A veteran of Kansas’ disastrous tax-cutting era says Republicans have taken ‘several steps backwards’
Republican Steve Morris represented southwest Kansas’ Senate District 39 in the Kansas Senate from 1993-2013. He was Senate president from 2005-2013. (Submitted to Kansas Reflector)
Kansas might be frozen, but it’s not yet a cold enough day in tax-cut hell for some Republicans to repent.
Last Tuesday, as temperatures outside fell to cattle-threatening single digits, a majority of Republicans in the Kansas Senate barreled toward sanity-threatening triple digits, passing a package of tax cuts that could cost the state $600 million. On Thursday, they rang up another $10 million by deciding to spend public money to help more kids go to private religious schools.
Certain lawmakers, apparently having sold their souls to the Kansas Chamber, are hellbent on plunging us back into the misery of the Brownback years, which weren’t that long ago.
Some of us remember.
“When you have to take away from schools, highways, social services and all the other services the state provides in order to give tax cuts to major corporations that don’t pay any federal income tax,” Steve Morris said, “that’s not very good public policy in my view.”
For those of you who are new, Morris is a Republican who served in the Kansas Senate for 20 years. He was Senate president when then-Gov. Sam Brownback began experimenting on us. Morris’ tenure ended in 2013 after the Kansas Chamber, displeased with his resistance to tax-cutting pressure, bankrolled a primary challenger.
Morris must have a high tolerance for pain, because he’s now co-chairing Gov. Laura Kelly’s Council on Tax Reform. That group of people is working hard to recommend a path forward that doesn’t involve the insanity of repeating the same mistakes and expecting different results.
With temperatures in Topeka set to rise above freezing by Friday, it’s tempting to insert a reminder that there’s a long way to go until the end of this legislative session and that Kelly can still veto the insanity.
“I tend to be more optimistic than pessimistic, so I would hope that over time people would see the benefits of good public policy,” Morris told me over the phone from his home in Hugoton.
“It’s not exactly the same bill, but it’s the same concept as what Gov. Brownback did in 2012,” Morris said of last week’s Senate tax bill. “And with a $600 million fiscal note, that’s liable to be very damaging to the state’s economy if it actually gets passed by both houses.”
Because we’re in hell, we must now pause for a brief definition of the term “marketplace facilitator,” which all Kansans need to understand if we care about the state’s finances. “A marketplace facilitator,” according to the tax reform council, “is a person who facilitates sales by an internet retailer through a physical or electronic marketplace.” Exhibit A: Amazon. When you go onto Amazon and buy something from a third party out of state, that third party doesn’t have to charge sales tax. Kansas is one of only three states doing business this way.

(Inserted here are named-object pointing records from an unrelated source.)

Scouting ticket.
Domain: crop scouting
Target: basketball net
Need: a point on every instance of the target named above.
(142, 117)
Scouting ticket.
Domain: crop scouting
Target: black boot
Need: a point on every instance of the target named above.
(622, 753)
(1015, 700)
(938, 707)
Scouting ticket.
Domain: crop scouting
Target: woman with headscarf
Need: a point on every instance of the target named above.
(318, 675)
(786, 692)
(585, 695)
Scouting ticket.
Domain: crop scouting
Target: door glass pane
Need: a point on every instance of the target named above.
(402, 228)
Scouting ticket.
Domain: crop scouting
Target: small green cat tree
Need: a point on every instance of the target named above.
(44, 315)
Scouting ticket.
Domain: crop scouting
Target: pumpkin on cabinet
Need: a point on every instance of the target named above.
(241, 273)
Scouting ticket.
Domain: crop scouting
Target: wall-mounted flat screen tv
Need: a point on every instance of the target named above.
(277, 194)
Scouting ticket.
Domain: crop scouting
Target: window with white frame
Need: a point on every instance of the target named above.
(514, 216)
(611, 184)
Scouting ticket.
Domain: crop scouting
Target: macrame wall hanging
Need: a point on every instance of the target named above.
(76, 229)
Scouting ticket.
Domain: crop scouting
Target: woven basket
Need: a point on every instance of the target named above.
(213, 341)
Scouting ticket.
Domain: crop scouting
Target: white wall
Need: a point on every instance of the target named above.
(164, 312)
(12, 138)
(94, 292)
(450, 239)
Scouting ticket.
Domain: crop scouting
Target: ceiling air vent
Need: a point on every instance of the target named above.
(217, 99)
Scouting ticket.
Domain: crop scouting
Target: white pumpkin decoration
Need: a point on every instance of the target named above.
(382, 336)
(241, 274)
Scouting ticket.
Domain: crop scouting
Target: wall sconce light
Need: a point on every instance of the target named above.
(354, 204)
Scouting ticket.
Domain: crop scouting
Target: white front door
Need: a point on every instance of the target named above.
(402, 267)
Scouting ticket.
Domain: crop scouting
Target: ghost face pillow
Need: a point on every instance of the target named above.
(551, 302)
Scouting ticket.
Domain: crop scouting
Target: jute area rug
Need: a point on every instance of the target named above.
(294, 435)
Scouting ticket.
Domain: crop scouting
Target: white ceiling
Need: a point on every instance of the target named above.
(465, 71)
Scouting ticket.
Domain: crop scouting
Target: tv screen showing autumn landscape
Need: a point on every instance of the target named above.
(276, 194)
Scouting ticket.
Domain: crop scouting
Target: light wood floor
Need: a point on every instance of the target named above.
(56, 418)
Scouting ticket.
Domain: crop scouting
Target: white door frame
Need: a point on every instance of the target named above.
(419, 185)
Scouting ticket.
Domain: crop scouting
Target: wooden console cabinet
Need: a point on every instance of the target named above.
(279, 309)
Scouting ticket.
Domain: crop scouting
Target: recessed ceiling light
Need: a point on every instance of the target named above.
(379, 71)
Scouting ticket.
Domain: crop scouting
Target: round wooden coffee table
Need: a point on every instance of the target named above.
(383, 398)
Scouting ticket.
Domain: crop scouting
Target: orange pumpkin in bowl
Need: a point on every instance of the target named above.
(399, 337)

Closing this loophole, along with taxing streaming services like Hulu, would bring in almost $100 million in the next two fiscal years, which is how the governor planned to pay for some income tax relief for all Kansans.
Last week, the Senate rejected those money-raising ideas while voting in favor of more tax cuts. Morris found the marketplace facilitator rejection baffling.
“I’m convinced the only reason they voted against it is because it’s the governor’s idea,” he said.
He figured the Kansas Chamber opposed that third-party facilitator idea.
“They’re supposed to be representing the people in business across the state, and it’s counterproductive to those people,” he said.
“It’s been a fairness issue for years,” he said of the marketplace facilitator loophole.
“People from out of state selling to people in state don’t have to charge sales tax, but somebody buying the same item downtown in small-town Kansas, they have to pay that,” he said. “Not just small towns. Larger towns, too.”
I reminded him that it was his political party making this policy. I heard a short burst of what might have been a combination of irony and agony.
“I’m wondering why it’s still my party,” Morris said. “I think my party might have left me.”
He’s not the only one who feels that way. That morning, he’d read a news story about thousands of Republicans leaving the party.
“I felt like in 2016 that we took some major steps forward with the people who were elected in both Kansas House and Senate,” he said, “but a number of those people were defeated this last election. So I’m really disappointed in the direction that the party’s gone. We took several steps backwards.”
At this point, it’s beginning to feel as if Kansas might be beyond saving. Besides having a Senate full of Republicans whose brains must be frozen in 2012, Brownback isn’t just haunting us from afar — he’s back incarnate.
But springtime will surely arrive. Won’t it?